The Very Large Telescope at night under star-filled skies in Chile's Atacama Desert

Astronomers Save Chile's Dark Skies From Energy Project

🦸 Hero Alert

After a year of protests, astronomers successfully convinced an American energy company to scrap plans for a massive facility that would have flooded Chile's pristine Atacama Desert with light pollution. The rare victory protects some of Earth's most powerful telescopes and the world's clearest views of the cosmos.

Astronomers around the world are celebrating after winning a David-versus-Goliath battle to protect some of the planet's most important telescopes from light pollution.

AES Andes, a subsidiary of an American energy company, announced last week it's abandoning plans for a sprawling renewable energy facility in Chile's Atacama Desert. The project would have sat just five kilometers from the European Southern Observatory's Paranal Observatory, home to the Very Large Telescope that's revolutionizing our understanding of the universe.

The Atacama Desert hosts some of Earth's darkest, clearest skies, which is exactly why it's become home to several of the world's most powerful ground-based telescopes. Scientists feared the proposed INNA project would increase light pollution by at least 35 percent and create atmospheric turbulence that would blur their views of distant galaxies and stars.

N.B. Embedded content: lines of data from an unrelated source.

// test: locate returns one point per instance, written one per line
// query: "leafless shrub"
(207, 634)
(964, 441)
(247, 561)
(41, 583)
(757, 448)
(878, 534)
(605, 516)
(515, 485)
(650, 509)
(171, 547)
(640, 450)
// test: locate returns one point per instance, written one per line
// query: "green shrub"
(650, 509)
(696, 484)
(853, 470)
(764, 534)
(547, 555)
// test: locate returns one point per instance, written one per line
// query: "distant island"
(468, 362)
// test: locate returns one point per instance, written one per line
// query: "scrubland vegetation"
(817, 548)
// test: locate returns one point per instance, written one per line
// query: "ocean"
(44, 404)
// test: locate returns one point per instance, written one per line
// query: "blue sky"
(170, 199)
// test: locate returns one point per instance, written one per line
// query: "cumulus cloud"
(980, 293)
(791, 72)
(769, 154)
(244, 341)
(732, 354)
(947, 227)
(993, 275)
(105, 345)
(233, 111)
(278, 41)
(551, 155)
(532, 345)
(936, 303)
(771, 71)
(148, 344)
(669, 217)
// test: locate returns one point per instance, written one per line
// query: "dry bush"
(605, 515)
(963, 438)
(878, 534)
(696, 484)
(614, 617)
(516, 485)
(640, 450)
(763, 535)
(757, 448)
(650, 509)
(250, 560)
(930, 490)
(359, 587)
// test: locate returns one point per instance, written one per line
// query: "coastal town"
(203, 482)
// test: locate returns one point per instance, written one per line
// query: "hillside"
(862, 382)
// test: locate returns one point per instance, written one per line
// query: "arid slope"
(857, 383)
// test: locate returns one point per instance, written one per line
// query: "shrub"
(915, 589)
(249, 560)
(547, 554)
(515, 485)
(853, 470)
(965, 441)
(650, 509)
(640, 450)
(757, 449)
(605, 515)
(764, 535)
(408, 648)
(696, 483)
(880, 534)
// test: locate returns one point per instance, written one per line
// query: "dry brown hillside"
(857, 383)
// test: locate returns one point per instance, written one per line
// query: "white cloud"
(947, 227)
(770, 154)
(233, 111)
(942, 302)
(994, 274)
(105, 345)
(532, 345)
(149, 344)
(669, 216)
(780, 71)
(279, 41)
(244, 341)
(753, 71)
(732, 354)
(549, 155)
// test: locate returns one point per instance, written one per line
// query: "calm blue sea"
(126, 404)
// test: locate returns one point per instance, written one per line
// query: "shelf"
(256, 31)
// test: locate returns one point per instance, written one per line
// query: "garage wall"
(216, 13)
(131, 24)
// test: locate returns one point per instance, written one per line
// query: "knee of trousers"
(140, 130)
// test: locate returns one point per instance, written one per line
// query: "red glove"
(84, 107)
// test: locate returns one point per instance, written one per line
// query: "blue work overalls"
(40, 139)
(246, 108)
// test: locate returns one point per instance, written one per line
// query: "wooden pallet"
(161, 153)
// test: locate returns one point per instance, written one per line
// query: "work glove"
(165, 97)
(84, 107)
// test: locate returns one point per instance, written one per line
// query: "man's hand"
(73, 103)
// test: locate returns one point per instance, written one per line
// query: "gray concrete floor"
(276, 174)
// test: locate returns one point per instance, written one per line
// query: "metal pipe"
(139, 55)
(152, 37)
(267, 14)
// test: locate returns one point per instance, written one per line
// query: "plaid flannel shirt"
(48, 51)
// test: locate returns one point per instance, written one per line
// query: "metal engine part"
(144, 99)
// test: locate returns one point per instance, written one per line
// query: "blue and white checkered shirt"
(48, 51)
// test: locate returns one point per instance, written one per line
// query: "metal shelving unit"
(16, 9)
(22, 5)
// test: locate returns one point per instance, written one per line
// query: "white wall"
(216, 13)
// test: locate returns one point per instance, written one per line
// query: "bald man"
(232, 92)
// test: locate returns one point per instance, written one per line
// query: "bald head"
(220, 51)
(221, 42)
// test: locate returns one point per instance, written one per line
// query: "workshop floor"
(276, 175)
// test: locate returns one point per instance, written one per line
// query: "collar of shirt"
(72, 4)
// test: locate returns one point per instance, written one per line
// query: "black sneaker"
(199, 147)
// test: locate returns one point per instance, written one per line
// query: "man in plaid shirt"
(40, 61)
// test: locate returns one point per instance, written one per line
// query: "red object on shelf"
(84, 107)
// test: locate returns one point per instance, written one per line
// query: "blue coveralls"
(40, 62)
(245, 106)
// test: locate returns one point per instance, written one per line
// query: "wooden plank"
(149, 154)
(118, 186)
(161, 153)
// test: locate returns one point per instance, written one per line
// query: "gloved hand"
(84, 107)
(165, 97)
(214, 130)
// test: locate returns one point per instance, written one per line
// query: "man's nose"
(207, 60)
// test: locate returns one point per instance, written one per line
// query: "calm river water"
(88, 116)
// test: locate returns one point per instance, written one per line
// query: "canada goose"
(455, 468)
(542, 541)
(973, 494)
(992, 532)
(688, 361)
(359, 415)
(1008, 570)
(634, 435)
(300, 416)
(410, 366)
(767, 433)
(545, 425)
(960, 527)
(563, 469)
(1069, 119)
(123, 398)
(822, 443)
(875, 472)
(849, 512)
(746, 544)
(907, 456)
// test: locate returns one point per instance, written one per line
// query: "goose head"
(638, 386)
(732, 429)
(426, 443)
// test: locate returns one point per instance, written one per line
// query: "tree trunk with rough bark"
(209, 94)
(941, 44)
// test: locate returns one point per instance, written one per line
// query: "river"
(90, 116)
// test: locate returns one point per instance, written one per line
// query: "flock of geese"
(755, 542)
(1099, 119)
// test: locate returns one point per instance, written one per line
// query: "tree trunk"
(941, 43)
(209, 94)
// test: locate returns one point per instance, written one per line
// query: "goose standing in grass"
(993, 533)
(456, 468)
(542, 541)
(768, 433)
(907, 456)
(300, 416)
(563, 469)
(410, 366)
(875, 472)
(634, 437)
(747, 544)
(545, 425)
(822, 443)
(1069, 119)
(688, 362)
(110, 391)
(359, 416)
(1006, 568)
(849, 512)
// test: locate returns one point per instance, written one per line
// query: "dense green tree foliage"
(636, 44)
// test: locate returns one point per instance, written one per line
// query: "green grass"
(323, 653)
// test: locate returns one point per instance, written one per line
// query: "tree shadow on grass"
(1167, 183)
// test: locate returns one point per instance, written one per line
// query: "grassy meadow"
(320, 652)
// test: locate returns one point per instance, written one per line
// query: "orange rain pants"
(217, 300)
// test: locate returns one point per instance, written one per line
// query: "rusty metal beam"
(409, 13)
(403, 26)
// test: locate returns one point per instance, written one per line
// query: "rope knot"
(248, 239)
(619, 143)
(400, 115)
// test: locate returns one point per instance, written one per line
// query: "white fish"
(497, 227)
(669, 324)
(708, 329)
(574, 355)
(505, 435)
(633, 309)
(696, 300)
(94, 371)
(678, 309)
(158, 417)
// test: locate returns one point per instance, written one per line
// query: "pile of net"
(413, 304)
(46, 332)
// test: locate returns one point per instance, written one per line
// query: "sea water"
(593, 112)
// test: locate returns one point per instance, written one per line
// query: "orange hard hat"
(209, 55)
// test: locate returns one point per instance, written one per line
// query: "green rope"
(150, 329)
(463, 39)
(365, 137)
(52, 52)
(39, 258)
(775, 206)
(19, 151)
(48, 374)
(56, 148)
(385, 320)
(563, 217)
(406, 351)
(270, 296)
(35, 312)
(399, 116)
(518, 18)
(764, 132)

The fight began when María Teresa Ruiz, an astronomer at the University of Chile, launched a letter-writing campaign to news organizations and scientific journals in early 2025. Nobel laureate Reinhard Genzel joined the cause, traveling to Paranal with Germany's president to demand action.

By November, dozens of international astronomers penned an open letter to Chile's government. They weren't asking the company to abandon the green energy project entirely, just to move it 50 kilometers away where it wouldn't interfere with scientific research.

Astronomers Save Chile's Dark Skies From Energy Project

The breakthrough came when Chile's president-elect José Antonio Kast publicly opposed the project's location. Ruiz celebrated with champagne. Within weeks, AES Andes announced it was pulling the plug on INNA.

The Ripple Effect

The victory demonstrates how coordinated community action can protect important scientific resources. Ruiz and fellow astronomers are now working with Chilean senators to pass legislation that would permanently protect the nation's observatory sites from future threats.

Chile hosts multiple world-class telescopes, including the new Vera C. Rubin Observatory, which uses the world's largest digital camera to map the night sky in unprecedented detail. Protecting these sites means protecting humanity's ability to explore the cosmos and answer fundamental questions about our universe.

The success story offers lessons for other astronomical battles. Genzel believes similar collaborative approaches, especially those involving local communities from the start, could resolve conflicts like the decade-long dispute over Hawaii's Thirty Meter Telescope.

Astronomers worldwide are now using the same community organizing tactics to address satellite mega constellations that streak across telescope images. Nearly 10,000 satellites already orbit Earth, with hundreds of thousands more planned.

This win proves that when scientists, government officials, and the public work together, they can protect resources that benefit all of humanity.